Yeah, and like we alluded to and I think our preview last week of today’s episode is, not all search firms are great at everything. And I know there’s plenty of searches that if we’ve had an opportunity as a firm to take on it, we’ve just declined because we just were not the best fit. There’s other firms out there. I think one question to ask as well is what are searches that you’re not good at? Right. That is another good qualifier.
I think that’s a great honesty play the credibility of the firm. If They’re going to tell you that they’re not interested in a certain search, that’s a good thing because I’ll really focus on the things that they’re good at.

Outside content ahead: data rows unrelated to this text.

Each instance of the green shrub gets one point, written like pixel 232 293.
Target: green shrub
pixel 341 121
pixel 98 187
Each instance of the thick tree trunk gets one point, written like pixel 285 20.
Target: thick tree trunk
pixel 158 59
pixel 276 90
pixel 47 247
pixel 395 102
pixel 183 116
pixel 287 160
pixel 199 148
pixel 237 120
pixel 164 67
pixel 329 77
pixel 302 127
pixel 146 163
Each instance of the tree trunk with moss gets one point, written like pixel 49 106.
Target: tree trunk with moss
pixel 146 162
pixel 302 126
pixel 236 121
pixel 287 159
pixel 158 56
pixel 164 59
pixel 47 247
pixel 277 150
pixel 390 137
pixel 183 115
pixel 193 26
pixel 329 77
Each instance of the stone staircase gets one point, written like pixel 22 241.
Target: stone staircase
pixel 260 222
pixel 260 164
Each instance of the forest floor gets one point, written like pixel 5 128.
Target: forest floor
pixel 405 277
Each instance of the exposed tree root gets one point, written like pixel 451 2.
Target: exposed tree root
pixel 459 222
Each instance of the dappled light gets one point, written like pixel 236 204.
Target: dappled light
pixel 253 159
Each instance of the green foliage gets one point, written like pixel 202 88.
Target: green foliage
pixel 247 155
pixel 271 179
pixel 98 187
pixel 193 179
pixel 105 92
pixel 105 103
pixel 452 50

Yup. Absolutely. Well, awesome. Well that’s going to conclude this episode and next week we’re going to tackle the last initial segment in attraction. There’s probably another 10 we could do, but we’ve isolated just a handful of them and that’s really going to be around managing your employment brand. There’s a lot of strategies, tactics, and ways to do that, but also just try to articulate the importance of the, your employment brand and if it’s not in the best of shape now we’ll provide some ideas. How do you start to manage that reputation or that employment brand? So we’re excited to do that one next week, but like I said, this will wrap up today’s episode and as always, if you want to get ahold of Scott, visit versique.com or look them up on LinkedIn. Again, if you like what you’re hearing and you want to listen to Scott’s voice on a weekly basis, go ahead and subscribe to Apple podcasts, Spotify, we were on all those major channels and we’ll talk to everybody next week.
That sounds great, Steve, I look forward to it. Also I what I want to do next week is a summary of the previous podcasts so that if someone just listened to that episode, they get a little feeling of what we’ve talked about and know they can go back to those previous podcasts and kind of catch up from there.